Merangsang Minat Baca Generasi Digital (I)

e-Penulis -- Edisi 187; 2 Maret 2017
 
Merangsang Minat Baca Generasi Digital (I)
e-Penulis -- Edisi 187; 2 Maret 2017
 
e-Penulis

DARI REDAKSI Pentingnya Membaca Buku

Tinggi atau rendahnya minat baca masyarakat akan memengaruhi banyak aspek kehidupan, mulai dari pendidikan, sumber daya manusia, kehidupan sosial, bahkan sampai stabilitas bangsa.
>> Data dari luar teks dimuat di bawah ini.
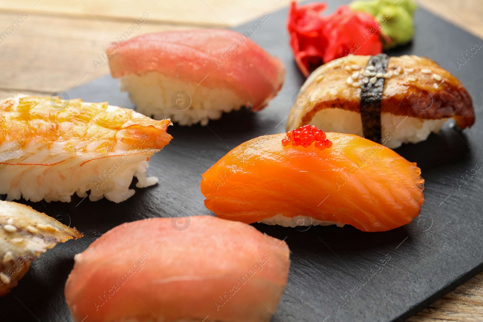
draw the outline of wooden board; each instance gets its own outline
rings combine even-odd
[[[256,114],[246,111],[227,114],[211,122],[209,128],[172,127],[170,131],[175,140],[151,162],[150,174],[158,176],[161,183],[136,189],[136,195],[122,204],[106,200],[92,203],[77,198],[68,204],[27,203],[51,215],[61,214],[65,223],[75,225],[86,236],[58,245],[35,262],[20,285],[2,299],[0,307],[4,311],[15,312],[16,321],[70,321],[62,294],[74,254],[125,221],[180,213],[210,213],[202,203],[199,204],[203,198],[199,191],[200,174],[246,140],[267,132],[283,131],[281,127],[284,126],[291,98],[303,81],[287,46],[285,14],[273,14],[272,20],[253,37],[280,56],[287,69],[285,85],[266,110]],[[454,61],[464,51],[462,49],[472,48],[478,39],[424,11],[417,14],[416,24],[415,41],[398,54],[428,56],[461,79],[473,95],[478,119],[482,98],[476,71],[482,59],[475,55],[463,66],[468,68],[459,70]],[[248,26],[237,30],[244,31]],[[448,39],[452,40],[451,43],[444,41]],[[440,49],[441,43],[446,44],[444,50]],[[119,93],[116,83],[105,77],[70,92],[86,100],[109,100],[132,106]],[[482,221],[480,189],[483,178],[475,176],[461,190],[455,184],[475,163],[482,162],[478,161],[482,147],[477,136],[481,131],[479,125],[464,131],[447,126],[427,141],[398,150],[418,163],[426,179],[423,217],[409,225],[381,233],[362,233],[348,226],[312,227],[301,231],[305,228],[255,225],[276,237],[286,238],[292,251],[289,283],[273,321],[399,321],[480,271],[483,240],[478,227]],[[337,304],[337,299],[350,293],[354,284],[388,256],[390,259],[384,270],[339,307],[342,302]],[[42,293],[37,291],[39,288]]]

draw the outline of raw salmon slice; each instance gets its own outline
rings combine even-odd
[[[284,134],[241,144],[203,174],[205,205],[247,223],[349,224],[364,231],[392,229],[418,215],[424,180],[415,163],[356,135],[327,136],[332,145],[323,150],[284,147]]]

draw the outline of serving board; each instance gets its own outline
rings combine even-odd
[[[341,4],[327,3],[334,9]],[[151,158],[148,170],[159,178],[158,184],[145,189],[133,184],[135,195],[120,204],[76,196],[70,203],[20,200],[75,226],[85,236],[57,245],[32,263],[19,285],[0,299],[2,321],[72,321],[64,285],[74,255],[113,227],[152,217],[213,214],[202,202],[201,174],[238,144],[284,132],[292,97],[304,81],[288,44],[286,15],[286,9],[270,14],[251,37],[283,61],[287,75],[280,92],[257,113],[242,110],[208,126],[170,126],[174,139]],[[416,12],[415,24],[412,42],[388,54],[429,57],[459,78],[473,97],[477,123],[463,131],[444,125],[427,140],[397,149],[417,163],[426,180],[421,214],[410,224],[381,233],[365,233],[349,225],[290,228],[254,224],[284,239],[291,251],[288,282],[274,322],[403,321],[483,268],[483,173],[477,171],[467,182],[462,179],[474,172],[475,165],[483,165],[483,140],[478,136],[483,134],[483,52],[469,56],[459,66],[456,62],[483,42],[422,9]],[[252,26],[235,30],[244,33]],[[134,107],[109,76],[68,93],[86,101]],[[422,104],[430,104],[429,98],[422,98],[428,100]]]

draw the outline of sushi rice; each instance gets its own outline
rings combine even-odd
[[[197,86],[156,71],[124,76],[120,87],[129,93],[140,113],[157,120],[168,117],[183,126],[205,126],[209,120],[221,117],[223,112],[240,110],[246,102],[229,88]]]
[[[314,219],[309,216],[294,216],[293,218],[285,217],[281,213],[278,213],[269,218],[257,222],[269,225],[280,225],[282,227],[297,227],[298,226],[329,226],[337,225],[338,227],[343,227],[345,224],[335,222],[327,222]]]

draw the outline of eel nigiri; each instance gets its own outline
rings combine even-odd
[[[129,186],[156,184],[149,157],[172,139],[169,120],[79,99],[19,96],[0,101],[0,194],[12,200],[69,202],[77,193],[120,202]]]
[[[30,262],[57,243],[82,237],[28,206],[0,201],[0,296],[15,286]]]
[[[319,67],[300,88],[287,130],[310,124],[364,136],[394,149],[426,140],[454,119],[475,122],[461,83],[434,61],[414,55],[349,55]]]
[[[268,322],[287,282],[284,241],[211,216],[115,227],[75,257],[75,322]]]
[[[181,125],[206,125],[242,106],[261,110],[285,76],[279,59],[226,29],[147,34],[106,51],[111,75],[138,111]]]
[[[223,218],[384,231],[419,213],[420,174],[383,145],[305,126],[239,145],[203,174],[200,187],[206,208]]]

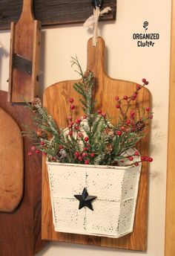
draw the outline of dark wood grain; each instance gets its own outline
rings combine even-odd
[[[91,70],[96,78],[96,99],[97,109],[102,109],[111,117],[114,123],[118,120],[117,110],[115,107],[115,96],[131,95],[136,91],[136,83],[129,81],[116,80],[110,77],[105,71],[105,42],[99,37],[96,47],[92,46],[92,39],[88,44],[87,70]],[[73,89],[73,84],[77,80],[69,80],[57,83],[48,87],[44,95],[44,106],[53,116],[59,127],[67,127],[67,117],[70,112],[69,98],[75,99],[76,109],[73,118],[82,115],[79,104],[79,95]],[[143,88],[138,95],[136,100],[132,102],[130,110],[136,110],[139,106],[142,109],[151,105],[151,94]],[[129,111],[130,112],[130,111]],[[145,138],[138,144],[138,150],[143,156],[148,155],[149,127],[145,129]],[[148,221],[148,165],[144,163],[139,183],[139,196],[133,233],[119,239],[96,237],[80,234],[59,233],[54,231],[52,223],[52,210],[48,185],[47,170],[43,161],[42,179],[42,237],[75,243],[82,243],[105,247],[125,249],[130,250],[145,251],[147,248],[147,221]]]
[[[90,0],[34,0],[33,2],[35,17],[44,26],[83,22],[93,13]],[[115,19],[116,0],[104,0],[102,7],[107,6],[112,11],[102,20]],[[1,0],[0,30],[9,29],[11,22],[16,23],[22,8],[22,0]]]
[[[1,91],[0,107],[13,118],[22,130],[23,125],[31,124],[28,109],[22,105],[8,103],[7,93]],[[46,243],[41,237],[42,159],[41,156],[27,156],[30,147],[31,141],[24,138],[22,200],[13,212],[0,211],[1,256],[33,256]]]
[[[16,122],[1,108],[0,135],[0,211],[10,212],[23,195],[23,140]]]
[[[31,102],[39,95],[40,27],[33,17],[33,0],[24,0],[19,20],[11,23],[8,100],[12,103],[22,103],[24,99]],[[16,54],[20,56],[19,61],[24,59],[31,63],[30,74],[16,67]]]

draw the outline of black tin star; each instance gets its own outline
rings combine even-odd
[[[74,196],[79,201],[79,210],[87,206],[88,208],[93,211],[92,201],[94,200],[96,196],[89,196],[85,188],[84,188],[82,195],[74,195]]]

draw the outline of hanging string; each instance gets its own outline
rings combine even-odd
[[[97,43],[99,19],[104,14],[111,11],[111,10],[112,9],[110,7],[108,7],[104,10],[100,10],[99,7],[96,6],[96,8],[93,9],[93,15],[91,15],[83,25],[85,27],[88,27],[93,30],[93,46],[94,47],[96,46]]]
Tidak mengherankan, jika masyarakat Jepang, yang sudah dilatih sejak dini untuk gemar membaca, menganggap bahwa membaca buku merupakan sebuah budaya. Bagaimana dengan masyarakat Indonesia? Budaya gemar membaca harus terus dipompa dengan kerja keras banyak pihak. Budaya gemar membaca tidak bisa diwujudkan secara instan. Masyarakat harus mengalami kedekatan dengan ketersediaan sumber informasi, misal perpustakaan, dan pemerintah juga harus serius mengupayakan promosi budaya gemar membaca. Mari, kita sebagai masyarakat Indonesia, sadar akan pentingnya membaca. Marilah kita melakukannya secara disiplin dan bijaksana.

Melalui edisi e-Penulis kali ini, redaksi menyajikan tip mengenai bagaimana menggairahkan minat baca. Silakan membaca edisi ini secara keseluruhan dan dapatkan berkatnya. Tuhan Yesus memberkati.

Santi T.

Pemimpin Redaksi e-Penulis,
Santi T.

 

ARTIKEL Menggairahkan Minat Baca

Bangsa Indonesia telah meraih kemerdekaan dari penjajah selama tujuh puluh tahun. Dalam mengisi kemerdekaan ini, diperlukan generasi cerdas dan tangguh dalam memegang kendali pemerintahan. Untuk menjadi generasi yang sesuai harapan bangsa, diperlukan mental yang terdidik dengan baik. Apalagi, pada era pemerintahan Jokowi sekarang ini, slogan revolusi mental kerap didengungkan. Revolusi mental diharapkan bisa membawa Indonesia ke arah yang lebih baik. Negeri Indonesia semakin makmur dan praktik korupsi dapat dikikis habis.

Gerakan revolusi mental tengah diupayakan agar bergulir seperti bola salju. Namun, perubahan mental tidak bisa lepas dari budaya baca. Dengan menciptakan budaya baca di lingkungan generasi bangsa, diharapkan akan lahir masyarakat cerdas dan berkualitas, dan mampu mengendalikan bangsa ini dengan baik. Namun, sayang sekali, budaya gemar membaca masih terasa asing di lingkungan kita. Bagi sebagian orang, membaca adalah hal yang sangat menyenangkan. Sementara, bagi pihak lain, membaca adalah hal yang sangat membosankan. Membaca dianggap sebagai kegiatan yang menjemukan. Kegiatan bergosip, menonton televisi, atau berkumpul dengan teman sebaya dianggap lebih asyik daripada membaca buku.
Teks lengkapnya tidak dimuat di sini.